NYT Blunders on Sample Size
Readers of this newsletter and blog know how much we value and respect the New York Times. It is one of the few resources we cite regularly, as it always has relevant, authoritative information that informs our work and that of our clients. So my heart sank when I read this description of a new study from Pew:
The study is not the first to suggest that American politics are sorting along ideological lines. But it is based on a survey of 10,000 Americans, roughly 10 times the size of the average political poll.
It was written by one of the staff reporters for “The Upshot,” a regular (new) feature of the paper that focuses on news stories based on data and statistics. So why did my heart sink? Because it suggests and reinforces the ignorant idea that very large samples make studies better and more believable. “Wow, you can really believe it now—this poll had 10,000 respondents, not just 1,000!”

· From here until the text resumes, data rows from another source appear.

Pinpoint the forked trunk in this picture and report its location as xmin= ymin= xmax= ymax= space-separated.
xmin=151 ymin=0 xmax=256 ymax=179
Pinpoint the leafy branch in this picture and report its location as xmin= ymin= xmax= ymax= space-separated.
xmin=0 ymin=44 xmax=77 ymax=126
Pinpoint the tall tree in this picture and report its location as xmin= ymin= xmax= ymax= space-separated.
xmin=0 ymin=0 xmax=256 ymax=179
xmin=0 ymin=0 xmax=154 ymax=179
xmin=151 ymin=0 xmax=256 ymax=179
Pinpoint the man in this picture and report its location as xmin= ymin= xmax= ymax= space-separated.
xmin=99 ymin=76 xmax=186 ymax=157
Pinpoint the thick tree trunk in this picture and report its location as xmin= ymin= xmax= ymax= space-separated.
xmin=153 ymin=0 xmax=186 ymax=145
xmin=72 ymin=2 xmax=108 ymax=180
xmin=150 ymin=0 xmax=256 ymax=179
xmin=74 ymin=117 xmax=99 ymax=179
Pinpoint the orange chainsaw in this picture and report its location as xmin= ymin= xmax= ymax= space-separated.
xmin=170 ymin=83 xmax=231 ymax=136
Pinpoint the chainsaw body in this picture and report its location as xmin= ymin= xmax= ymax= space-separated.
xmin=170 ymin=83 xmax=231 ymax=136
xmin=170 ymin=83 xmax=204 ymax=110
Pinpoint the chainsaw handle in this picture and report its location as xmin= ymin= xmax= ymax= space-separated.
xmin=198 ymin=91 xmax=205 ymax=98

Take a look at Versta’s Interactive Graph for Choosing Sample Size. The margin of error for a random sample of 1,000 people is ±3%. If you boost that up to 10,000 people the margin of error goes down to ±1%. The meaningful polarization this reporter is so eager to document ought to be visible with a three percentage point margin of error. In fact, it is. That’s why smaller political polls consistently report it as well.

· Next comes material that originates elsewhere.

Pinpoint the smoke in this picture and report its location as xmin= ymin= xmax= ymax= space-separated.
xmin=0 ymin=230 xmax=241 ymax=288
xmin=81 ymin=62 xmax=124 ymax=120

Very little is gained with very large samples, and that is why most national polls use sample sizes of 800 to 1,200. The smart people at Pew surely used a large sample not because bigger is better, but because they needed to divide and analyze their data by subgroups (by regions, or age groups, or racial and voting groups, etc.) in order to tell more detailed stories beyond the overall polarization of American politics.

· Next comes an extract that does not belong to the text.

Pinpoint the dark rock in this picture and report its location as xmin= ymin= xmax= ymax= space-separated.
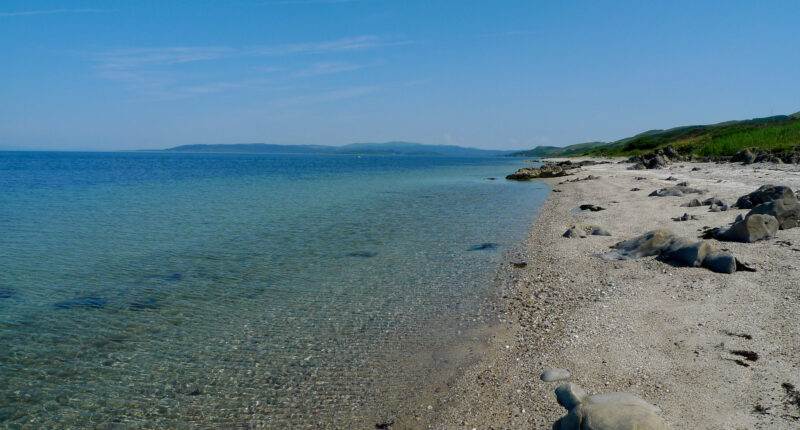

This new feature’s print advertisement reads: Driven by data—Informed by experts—Interpreted by us. Unfortunately their interpretation of Pew’s research perpetuates a rather persistent myth about data and statistics. So here’s an idea for The Upshot: How about a story on sampling and statistics, and how it actually works? It would be a valuable piece for their reporters to research (and learn about) and then offer to their readers.